On 8 Nov 2011, at 00:21, Joseph S. Myers wrote:

On Mon, 7 Nov 2011, Iain Sandoe wrote:

How is the default selected (that's not obvious to me). flag_next_runtime
doesn't use options mechanisms it seems, that's bad.  Both
-fgnu-runtime and -fnext-runtime are frontend-only flags, they should
be at least also enabled for LTO, otherwise LTO cannot do anything
about the flag (and if it were LTO supported it would already be
saved properly).

for some reason it wasn't shifted to the new scheme - perhaps Joseph recalls
why.

In general I was concerned with options of relevance to multilib selection
(although the actual changes to multilib selection didn't get
implemented), meaning back-end and middle-end options; front-end options were less relevant.

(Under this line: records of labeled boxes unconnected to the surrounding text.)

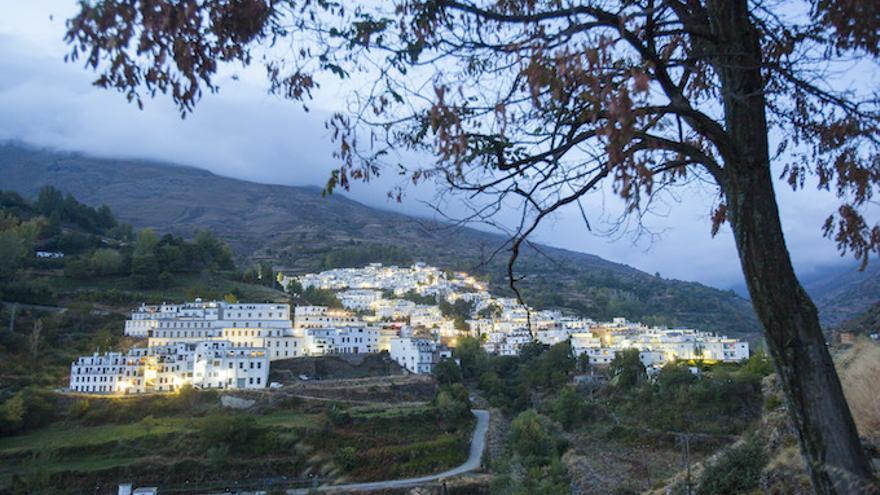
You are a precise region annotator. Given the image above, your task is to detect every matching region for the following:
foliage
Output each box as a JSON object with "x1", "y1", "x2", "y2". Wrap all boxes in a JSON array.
[
  {"x1": 32, "y1": 186, "x2": 119, "y2": 234},
  {"x1": 199, "y1": 414, "x2": 269, "y2": 453},
  {"x1": 607, "y1": 364, "x2": 763, "y2": 434},
  {"x1": 550, "y1": 387, "x2": 592, "y2": 430},
  {"x1": 333, "y1": 447, "x2": 357, "y2": 471},
  {"x1": 293, "y1": 287, "x2": 343, "y2": 309},
  {"x1": 401, "y1": 289, "x2": 437, "y2": 305},
  {"x1": 0, "y1": 388, "x2": 56, "y2": 435},
  {"x1": 743, "y1": 350, "x2": 776, "y2": 376},
  {"x1": 437, "y1": 299, "x2": 474, "y2": 328},
  {"x1": 510, "y1": 409, "x2": 556, "y2": 459},
  {"x1": 434, "y1": 383, "x2": 470, "y2": 424},
  {"x1": 433, "y1": 359, "x2": 462, "y2": 387},
  {"x1": 696, "y1": 437, "x2": 768, "y2": 495},
  {"x1": 608, "y1": 349, "x2": 647, "y2": 390}
]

Making similar cleanups to front-end options (i.e. making as much use of .opt features as possible instead of ad hoc code) is certainly still worthwhile as a cleanup. (And there is still scope for more cleanup of some back-end options: moving some handling of enumeration
options in override hooks to use Enum in particular.)

I'm looking at doing this - but have a question about the meaning of "LTO" in the options file (I've built doc from trunk and read gccint section 8).

Does "LTO" mean that lto1 should respond to the flag?
- or does it mean that the flag should be preserved within the object (for resurrection by lto)?